Delapan

3.6K 767 149
                                    


"Aku ingin bekerja di kedutaan.."

"Wow itu bagus."

"..di seluruh benua."

Jawaban itu membuat Eve bungkam. Mark masih berbicara seputar mimpinya mengelilingi dunia. Lelaki itu tidak bosan dan sepertinya tidak akan pernah bosan.

"Pernahkah sekali saja kau berpikir untuk menetap?"

"Sepertinya tidak." Mark menarik nafas, lalu menghembuskan karbondioksida pada serpihan terakhir dandelion di tangannya. "Aku ingin terbang bebas, mengikuti arah angin. Berhenti di suatu tempat. Tumbuh. Menikmati hidup sejenak. Lalu terbang kembali."

"Apa kau punya tujuan?"

Mark mengedik. "Mengikuti arah angin. Kemanapun angin membawaku, kupikir itu adalah tujuan."
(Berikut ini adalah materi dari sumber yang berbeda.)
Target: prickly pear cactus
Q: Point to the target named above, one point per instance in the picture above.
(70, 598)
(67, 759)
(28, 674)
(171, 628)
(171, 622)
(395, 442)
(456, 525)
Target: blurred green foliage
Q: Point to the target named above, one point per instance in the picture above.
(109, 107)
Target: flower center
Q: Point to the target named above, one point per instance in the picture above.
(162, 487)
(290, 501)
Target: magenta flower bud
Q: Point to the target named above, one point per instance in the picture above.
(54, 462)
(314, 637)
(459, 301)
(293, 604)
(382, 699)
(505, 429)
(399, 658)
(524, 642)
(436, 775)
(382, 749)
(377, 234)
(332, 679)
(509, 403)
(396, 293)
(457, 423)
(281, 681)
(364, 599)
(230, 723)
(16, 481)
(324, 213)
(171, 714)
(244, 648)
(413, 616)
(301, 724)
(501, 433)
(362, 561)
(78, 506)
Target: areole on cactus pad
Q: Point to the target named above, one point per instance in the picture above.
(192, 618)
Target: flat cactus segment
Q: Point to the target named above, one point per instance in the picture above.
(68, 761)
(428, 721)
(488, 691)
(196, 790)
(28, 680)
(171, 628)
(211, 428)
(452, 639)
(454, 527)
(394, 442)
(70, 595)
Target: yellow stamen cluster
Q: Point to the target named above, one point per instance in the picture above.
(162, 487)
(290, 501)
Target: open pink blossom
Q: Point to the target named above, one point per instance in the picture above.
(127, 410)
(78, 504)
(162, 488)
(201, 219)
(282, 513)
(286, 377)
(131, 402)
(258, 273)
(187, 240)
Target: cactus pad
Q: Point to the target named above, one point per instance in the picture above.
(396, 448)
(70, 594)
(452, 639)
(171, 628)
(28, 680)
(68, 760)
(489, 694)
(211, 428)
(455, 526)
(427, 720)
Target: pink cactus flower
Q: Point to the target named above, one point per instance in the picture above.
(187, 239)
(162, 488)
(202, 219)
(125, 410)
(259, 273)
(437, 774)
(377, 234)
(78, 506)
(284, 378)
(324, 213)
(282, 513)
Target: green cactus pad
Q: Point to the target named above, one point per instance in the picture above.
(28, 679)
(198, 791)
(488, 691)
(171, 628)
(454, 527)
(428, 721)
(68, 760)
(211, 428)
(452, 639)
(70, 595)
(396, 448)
Mereka lagi-lagi terdiam. Mark melepaskan bonggol dandelion dan kembali menyarungkan tangannya kedalam kantung.

"Kau seperti dandelion."

Mark tersenyum tipis.

"Aku selalu ingin sekuat itu."

"Karena itukah buku saku milikmu memiliki gambar dandelion?"

Mark mengangguk menatap Eve. Matanya tampak berbinar namun tegas. Dua manik mereka saling tenggelam menyelami keindahan satu sama lainnya selama beberapa detik bersama hembusan angin yang terasa begitu lembut.

"Kau percaya takdir, Evelyn?"

"Ya, memangnya kenapa?"

"Jika suatu saat kau dihadapkan pada pilihan berat untuk meninggalkan salah satu dari dua hal yang paling berharga bagimu, apa yang akan kau lakukan?"

Semilir angin kembali terbang seolah menjadi saksi bahwa ada kata yang tak sempat terucap diantara keduanya. Eve membuka mulut lalu menutupnya secepat ia berkedip. Ada sesuatu yang menggantung di ujung lidah, namun Eve tidak bisa mengeluarkannya begitu saja.

Lama mereka saling berpandangan, Eve memutus kontak itu untuk pertama kalinya. Ia menunduk, menikmati dingin yang datang bersama langit yang kelabu.

"Aku mungkin akan berkompromi." jawab Eve pada akhirnya.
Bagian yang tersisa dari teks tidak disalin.